Running and 'The Calling of Voices'
Our 21-mile week wraps up with 3 miles today, and then a 7-mile long run this weekend
Good morning, my friends! ☀️ I hope your Thursday is getting off to a great start, and you’re ready to go out and run your 3 miles today. How did your 5 miles go yesterday, by the way?
If you’ve been a member here for any length of time, you probably know what I huge fan I am of Kara Goucher. One of the reasons I — and many, many others — still are is that even though she’s past the peak of her professional running career, she’s still looking for new challenges.
This 6-minute video captures her run at last year’s Leadville Marathon — and captures her spirit too.
She knew she didn’t have a chance to come in first, but the effort was still meaningful to her: “Just because you can’t win a race doesn’t mean it’s not worth putting in the time and getting out there.”
When I share running songs I love to listen to in the space at the end of each newsletter, you’ve probably noticed by now that U2 are among the artists I share the most.
(They’re my all-time favorite band, and I’ve seen them 10 or 11 times in concert, going all the way back to when I was 16 years old!)
The reason I love their songs so much is the feeling I get, especially when I run to them — none more so than “Where The Streets Have No Name.”

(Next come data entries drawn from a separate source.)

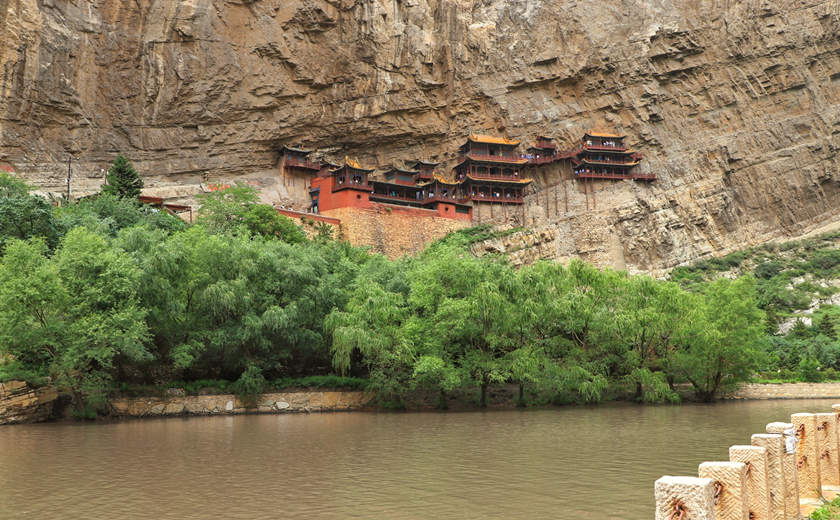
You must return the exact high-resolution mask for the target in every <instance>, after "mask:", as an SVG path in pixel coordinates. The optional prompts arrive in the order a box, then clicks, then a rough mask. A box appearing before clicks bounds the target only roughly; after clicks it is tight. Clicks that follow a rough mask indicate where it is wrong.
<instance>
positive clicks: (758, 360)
mask: <svg viewBox="0 0 840 520" xmlns="http://www.w3.org/2000/svg"><path fill="white" fill-rule="evenodd" d="M697 309H698V311H699V313H698V314H697V315H696V316H692V317H689V318H687V320H688V321H690V322H693V323H694V324H695V326H694V327H693V330H692V332H691V333H690V334H686V335H685V337H684V339H683V340H682V342H681V345H679V346H678V347H677V348H676V350H675V352H674V354H673V356H672V362H671V365H670V369H671V370H672V371H673V372H674V373H675V374H677V375H678V376H681V377H683V378H685V380H687V381H688V382H689V383H691V385H692V387H693V388H694V393H695V394H696V395H697V397H698V398H699V399H700V400H702V401H711V400H712V399H714V397H715V395H716V394H717V393H718V392H719V391H720V390H721V389H725V388H728V387H732V386H733V385H735V384H737V383H738V382H741V381H744V380H746V379H748V378H749V377H750V375H751V373H752V371H753V370H755V369H756V368H758V367H759V366H760V364H761V360H762V354H763V351H764V349H763V343H764V334H763V323H764V318H765V316H764V312H763V311H762V310H761V309H759V308H758V306H757V305H756V282H755V279H754V278H752V277H743V278H739V279H737V280H728V279H725V278H724V279H718V280H716V281H714V282H711V283H709V284H708V285H707V286H705V287H704V288H703V291H702V293H700V295H699V301H698V302H697Z"/></svg>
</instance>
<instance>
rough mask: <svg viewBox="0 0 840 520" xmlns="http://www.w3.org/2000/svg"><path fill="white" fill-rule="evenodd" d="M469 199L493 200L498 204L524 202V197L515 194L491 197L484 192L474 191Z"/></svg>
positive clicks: (472, 199)
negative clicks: (511, 194)
mask: <svg viewBox="0 0 840 520" xmlns="http://www.w3.org/2000/svg"><path fill="white" fill-rule="evenodd" d="M469 200H471V201H473V202H495V203H499V204H524V203H525V199H524V197H517V196H509V197H502V196H499V197H493V196H491V195H488V194H485V193H476V194H475V195H471V196H470V197H469Z"/></svg>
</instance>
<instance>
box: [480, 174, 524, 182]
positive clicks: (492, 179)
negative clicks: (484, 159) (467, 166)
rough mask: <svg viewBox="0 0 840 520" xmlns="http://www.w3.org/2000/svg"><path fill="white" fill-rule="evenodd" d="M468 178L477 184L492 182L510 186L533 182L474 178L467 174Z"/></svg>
mask: <svg viewBox="0 0 840 520" xmlns="http://www.w3.org/2000/svg"><path fill="white" fill-rule="evenodd" d="M467 177H468V178H470V179H472V180H474V181H477V182H485V181H490V182H504V183H508V184H529V183H530V182H531V179H519V180H516V181H512V180H508V179H487V178H482V177H473V176H472V175H470V174H467Z"/></svg>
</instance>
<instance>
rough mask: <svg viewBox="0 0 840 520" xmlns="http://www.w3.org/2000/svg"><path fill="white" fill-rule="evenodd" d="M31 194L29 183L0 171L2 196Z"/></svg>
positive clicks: (9, 195) (13, 175) (0, 193)
mask: <svg viewBox="0 0 840 520" xmlns="http://www.w3.org/2000/svg"><path fill="white" fill-rule="evenodd" d="M28 194H29V185H28V184H26V182H24V181H22V180H21V179H18V178H17V177H16V176H14V175H12V174H10V173H6V172H2V171H0V198H8V197H24V196H26V195H28Z"/></svg>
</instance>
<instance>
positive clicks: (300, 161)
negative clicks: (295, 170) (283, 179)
mask: <svg viewBox="0 0 840 520" xmlns="http://www.w3.org/2000/svg"><path fill="white" fill-rule="evenodd" d="M285 165H286V166H293V167H297V168H306V169H308V170H320V169H321V163H316V162H312V161H307V160H305V159H299V158H297V157H294V156H287V157H286V162H285Z"/></svg>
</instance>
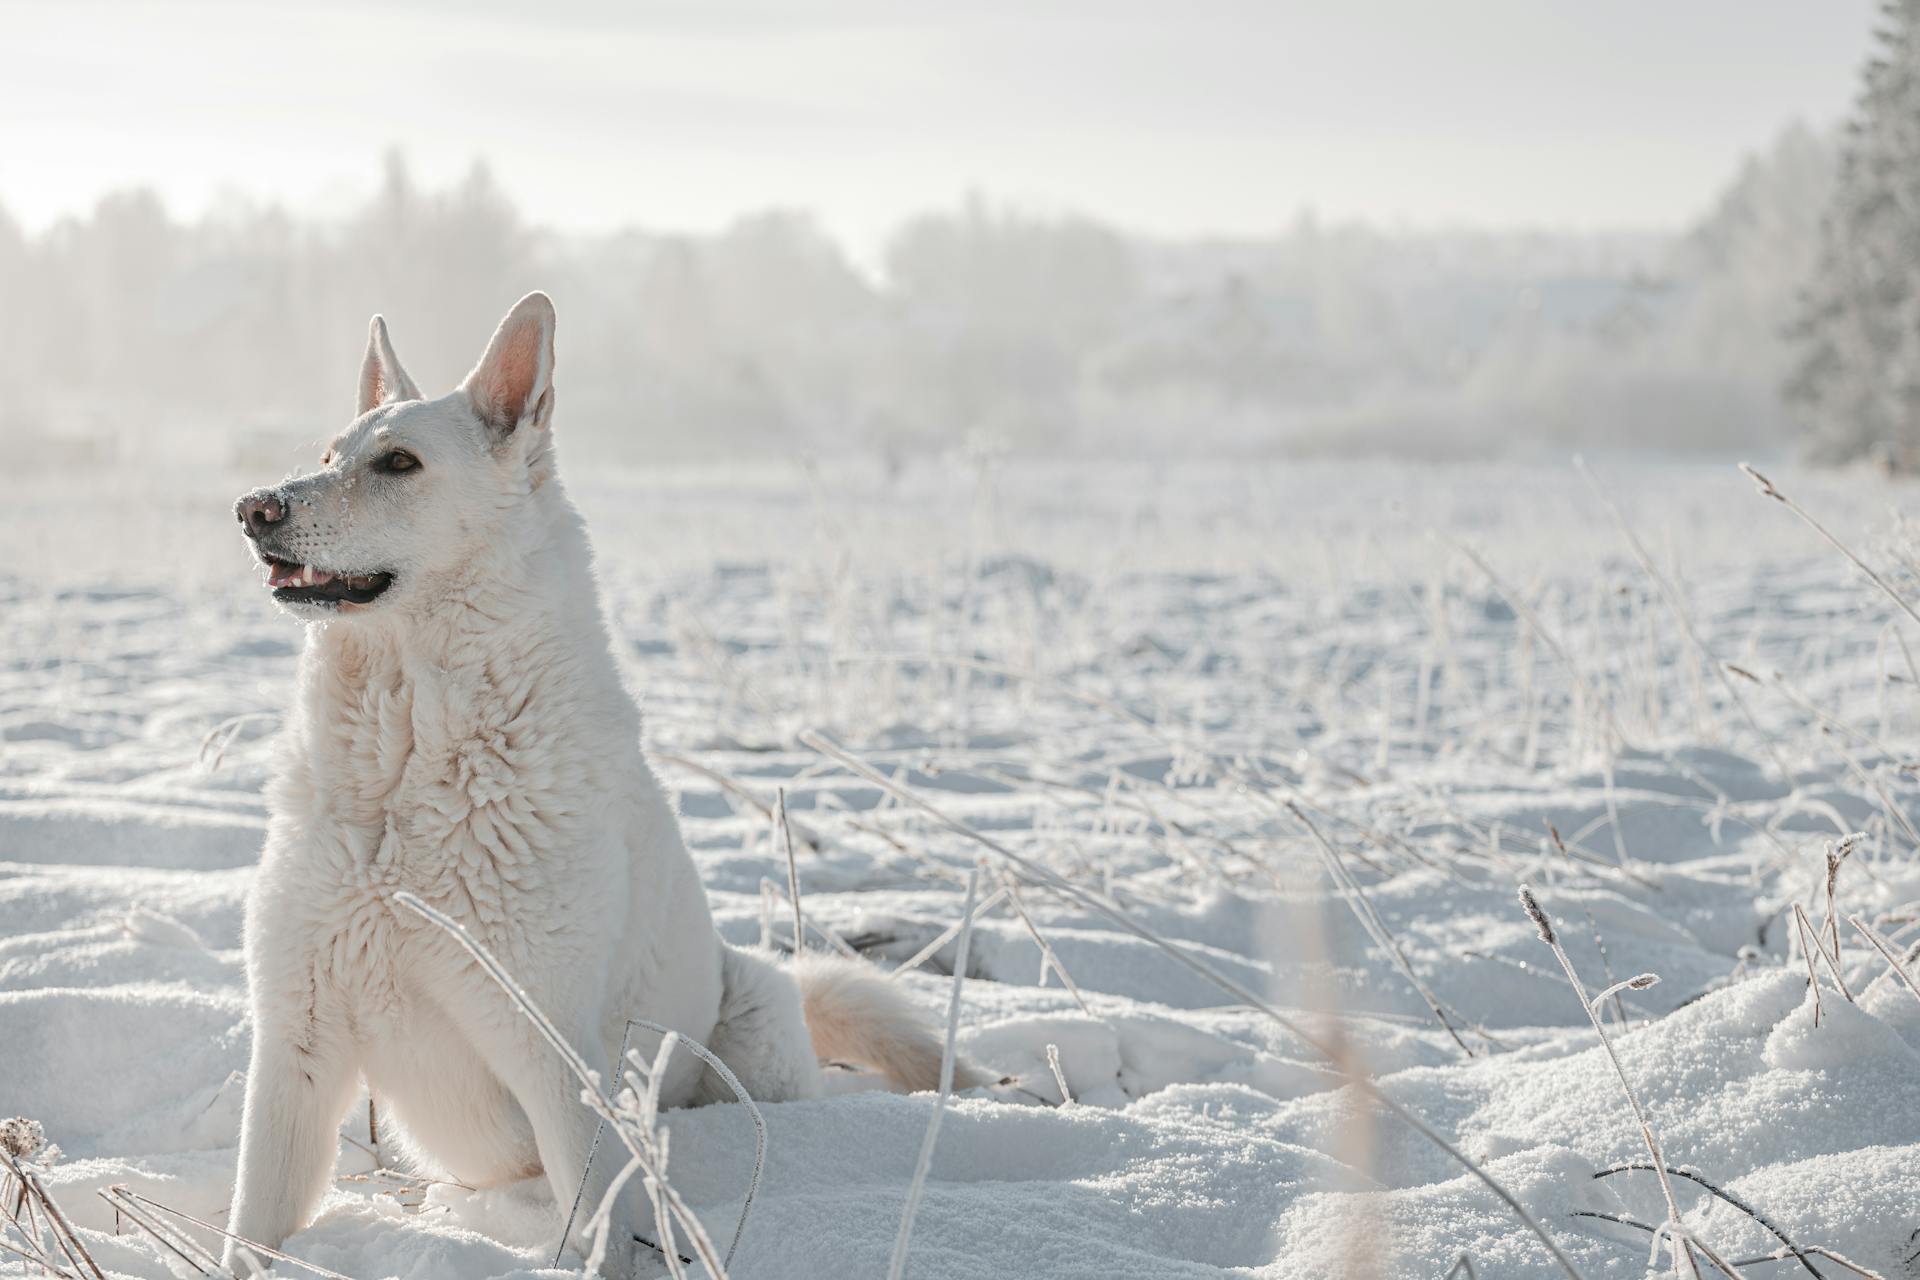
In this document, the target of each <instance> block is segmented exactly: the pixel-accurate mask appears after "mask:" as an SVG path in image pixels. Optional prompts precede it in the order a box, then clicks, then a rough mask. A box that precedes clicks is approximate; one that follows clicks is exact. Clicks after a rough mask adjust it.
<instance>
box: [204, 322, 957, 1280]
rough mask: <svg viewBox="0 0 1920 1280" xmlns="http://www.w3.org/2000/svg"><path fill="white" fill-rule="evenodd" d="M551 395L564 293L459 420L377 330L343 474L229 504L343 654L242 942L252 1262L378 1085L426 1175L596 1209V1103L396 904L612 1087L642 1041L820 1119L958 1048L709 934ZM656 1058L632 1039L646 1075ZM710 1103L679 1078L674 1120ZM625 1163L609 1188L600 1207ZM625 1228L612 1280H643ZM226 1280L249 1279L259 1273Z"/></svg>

There’s just something about that song, the essence of which the band’s lead singer Bono described in an interview as “reaching for a place you can’t quite get to.”
‘The Calling of Voices’
I share that with you because there’s something else I’ve been reading lately that reminds me of that feeling, but in an entirely different way.
It’s a sermon titled “The Calling of Voices,” by Frederick Buechner, a writer of novels, poetry, and memoirs as well as a theologian and preacher, who recently turned 94. (You can also find it in Buechner’s 2006 book Secrets in the Dark.)
As it begins, Buechner writes that at some moment in our lives, we hear a call. It might be when we’re young, it might be when we’re in middle age, or older. But it’s as if we’ve been woken in the middle of the night by something urgent.
It’s our purpose calling to us, he writes:
“We can speak of ourselves as choosing our vocations, but perhaps it is at least as accurate to speak of our vocations as choosing us, of a call’s being given and our lives hearing it, or not hearing it. And maybe that is the place to start: the business of listening and hearing. Our lives are full of all sorts of voices calling us in all sorts of directions. Some of them are voices from inside and some of them are voices from outside. The more alive and alert we are, the more clamorous our lives are. Which do we listen to? What kind of voice do we listen for?”
Many of us hear but don’t listen to that voice, he adds, perhaps because the path it calls us to seems too difficult, or too far astray from the one we’re already on. While others never hear it at all.
When we’re young, Buechner writes, is the best time to listen: “before you accumulate responsibilities, you are freer than most people to choose among all the voices and answer the one that speaks most powerfully to who you are and to what you want to do with your life.”
The siren song of status and salary become more and more difficult to resist as you get older, making that much harder to hear the voice that truly speaks to you.
Because, what’s it’s calling you to do is to take up the vocation that brings you true joy and gladness:
“There is nothing moralistic or sentimental about this truth. It means for us simply that we must be careful with our lives, because it would seem that they are the only lives we are going to have in this puzzling and perilous world, and so they are very precious and what we do with them matters enormously.”
Here’s the part I find most interesting — and moving:
“Everybody knows that. We need no one to tell it to us. Yet in another way perhaps we do always need to be told, because there is always the temptation to believe that we have all the time in the world, whereas the truth of it is we do not. We have only one life, and the choice of how we are going to live it must be our own choice, not one that we let the world make for us.”
As I write these words, part of me thinks I shouldn’t. Maybe this is all too abstract, too personal, too much. But, when I run, these are the places I “go,” and the thoughts I wrestle with.
Running doesn’t necessarily bring me answers. But it does help me hear those voices, especially at this moment in all our lives.
I hope you all have an amazing, amazing run out there today — wherever you are in the world — do let me know how it goes, and how you’re doing.
— Terrell
P.S.: I hope no one feels alienated by my choice of Buechner, a Christian theologian and writer. I draw inspiration from many places, and I want you all to know that all are welcome at this table. 👍
A song to run to today
“Secret Garden” from the album Greatest Hits by Bruce Springsteen.
Want to hear all the songs from our newsletters? Our full playlist contains 7 hours, 44 minutes of music to run to.
Thanks for sharing. One reason I enjoy running is the opportunity to unplug and devote time to meaningful listening and thinking.
Thanks for that post. Excellent morning thoughts. I’m 59 and running daily. Currently using your half/ training for November. My sisters think I’m crazy but running is my thinking place. It’s where I go to “ hear”.